In 2022, he left his full-time job to pursue calligraphy and calligraffiti full-time.

=== Major projects and recognition ===
==== FIFA World Cup Qatar 2022 ====
Kareemgraphy was selected as one of the artists for the FIFA World Cup Qatar 2022. His contributions included:

- Eleven murals across Doha
- A desert mural representing the Iran–Wales match
- A mural near Lusail Stadium during the Argentina–Netherlands match
- The calligraphic title design for the official World Cup song “Ezz Al Arab”

He performed live calligraphy for seventeen days at fan zones, stadiums, and public areas.

==== Dubai World Cup 2024 – AC Milan & Emirates ====
In 2024, he created a large-scale installation at the Dubai World Cup horse racing event. The artwork featured a horse composed of 187 AC Milan jerseys arranged on an 8×8 metre display. The installation was widely photographed and praised by both AC Milan and Emirates officials.

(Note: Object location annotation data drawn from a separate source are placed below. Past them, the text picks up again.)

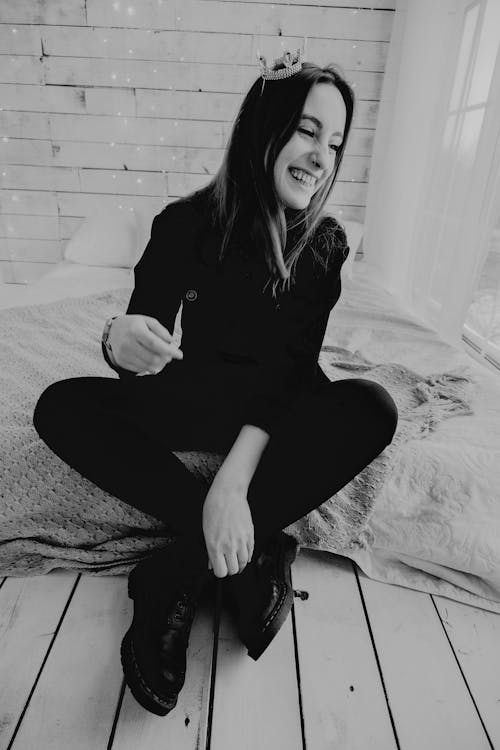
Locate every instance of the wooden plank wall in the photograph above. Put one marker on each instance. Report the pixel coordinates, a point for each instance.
(128, 104)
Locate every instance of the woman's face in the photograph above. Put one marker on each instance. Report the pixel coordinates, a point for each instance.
(310, 152)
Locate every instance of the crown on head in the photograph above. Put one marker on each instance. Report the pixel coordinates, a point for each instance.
(291, 61)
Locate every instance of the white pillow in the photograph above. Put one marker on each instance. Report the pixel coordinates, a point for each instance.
(354, 232)
(105, 239)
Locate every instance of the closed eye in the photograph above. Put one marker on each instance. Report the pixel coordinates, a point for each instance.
(311, 134)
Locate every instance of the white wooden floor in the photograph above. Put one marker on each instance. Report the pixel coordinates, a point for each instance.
(359, 665)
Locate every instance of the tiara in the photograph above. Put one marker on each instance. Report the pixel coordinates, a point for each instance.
(291, 61)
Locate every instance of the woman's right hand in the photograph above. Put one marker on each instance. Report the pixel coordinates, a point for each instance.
(142, 344)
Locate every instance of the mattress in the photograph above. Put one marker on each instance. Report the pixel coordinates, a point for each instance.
(436, 524)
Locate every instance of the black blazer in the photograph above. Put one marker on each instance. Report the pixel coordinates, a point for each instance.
(228, 313)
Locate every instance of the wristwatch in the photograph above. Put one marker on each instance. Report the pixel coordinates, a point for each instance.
(105, 338)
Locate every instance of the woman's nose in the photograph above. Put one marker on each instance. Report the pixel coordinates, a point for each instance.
(321, 157)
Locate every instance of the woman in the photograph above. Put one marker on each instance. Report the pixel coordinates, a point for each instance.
(257, 267)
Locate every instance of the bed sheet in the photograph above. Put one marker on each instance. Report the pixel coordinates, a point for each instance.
(66, 279)
(436, 524)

==== Amir Sword International Equestrian Festival 2024 ====
At the Amir Sword International Equestrian Festival in 2024, he performed live calligraphy on a Bentley in collaboration with Al Shaqab and Bentley Motors. A video of the performance went viral and gained more than 30 million views.

== Themes and influences ==
Kareemgraphy's influences include traditional Arabic calligraphy, graffiti culture, Sufi aesthetics, Malayalam script, and social issues. His work often focuses on the idea of art as a bridge between communities and generations.

== Media coverage ==
His work has appeared in:

- Khaleej Times
- Gulf Times
- The Peninsula Qatar
- Al Jazeera
- Al Ahram Egypt
- Deccan Herald
- MediaOne TV
- TwoCircles.net

== Personal life ==
Kareemgraphy lives in Doha with his family. He has credited his parents, teachers, and the communities he has lived in—Kerala, Madinah, Dubai, and Doha—for shaping his artistic journey.